Lo más común es jugar en grupos reducidos, de 3 a 6 personas, aunque Líbido reserva estimulantes historias para parejas (Guía y un PR). Las sesiones se desarrollan como una especie de teatro improvisado: el Guía introduce la historia, con sus palabras y descripciones, mientras los PR comienzan a intervenir dentro de la lógica del argumento, solventando sus conflictos y procurando realizar una entretenida y coherente interpretación. Como es evidente, el lenguaje es el principal medio de interacción entre los jugadores. Con el lenguaje, el Guía describe los entornos, plantea los sucesos y habla por boca de los Secundarios y los Extras que pueblan la historia; y también con el lenguaje los PR interaccionan entre ellos y con el mundo que el Guía les plantea. La actitud de los jugadores está a medio camino entre ser público y protagonistas. A menudo suelo decirles a los jugadores que imaginen una cámara filmando la película o un teatro repleto de gente ansiosa por disfrutar de una emocionante obra.

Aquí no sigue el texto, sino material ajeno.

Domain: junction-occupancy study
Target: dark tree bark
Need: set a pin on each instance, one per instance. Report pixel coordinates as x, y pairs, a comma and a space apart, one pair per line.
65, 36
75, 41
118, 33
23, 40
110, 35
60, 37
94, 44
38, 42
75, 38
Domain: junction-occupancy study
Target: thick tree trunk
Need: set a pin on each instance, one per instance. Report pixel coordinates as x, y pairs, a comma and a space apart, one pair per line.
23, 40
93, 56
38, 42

Lo realmente mágico en este caso es que, en esta actividad, el autor, los actores y el público coinciden en el mismo grupo de juego. Curiosa experiencia, sin duda.

 

blog026La duración de una sesión depende del estilo de juego de cada grupo; la primera hora suele servir para calentar motores y meter en situación a los jugadores, así que, una vez conseguido esto, se puede jugar tanto tiempo como se desee, mientras todo el mundo esté motivado. Lo normal son unas tres o cuatro horas por sesión, aunque el fin de la misma no debe significar el final de la historia. Una HI puede requerir varias sesiones; al igual que una novela se divide en capítulos, o una obra de teatro en actos, las HI se dividen en sesiones. Incluso hay HI que pueden desarrollarse igual que las series de televisión, en diferentes episodios que hagan avanzar la trama durante semanas, meses o años. Si eres primerizo en este tipo de juegos, trata de iniciar tu andadura con sesiones cortas e historias que se resuelvan en pocas sesiones; suelen ser más sencillas de desarrollar y te ayudarán a perfeccionar tu propia técnica. Las HI que se ofrecen al final de este Libro_Cero son apropiadas para dar los primeros pasos.

 

En Líbido no se juega para ganar o perder. En las HI no hay vencedores ni vencidos, sólo participantes. Desde luego que cada historia tiene sus propios conflictos que resolver, pero no hay más recompensa que la propia historia y las emociones que genera. La sensación de haber colaborado en la creación de una estimulante narración, es el mejor de los resultados.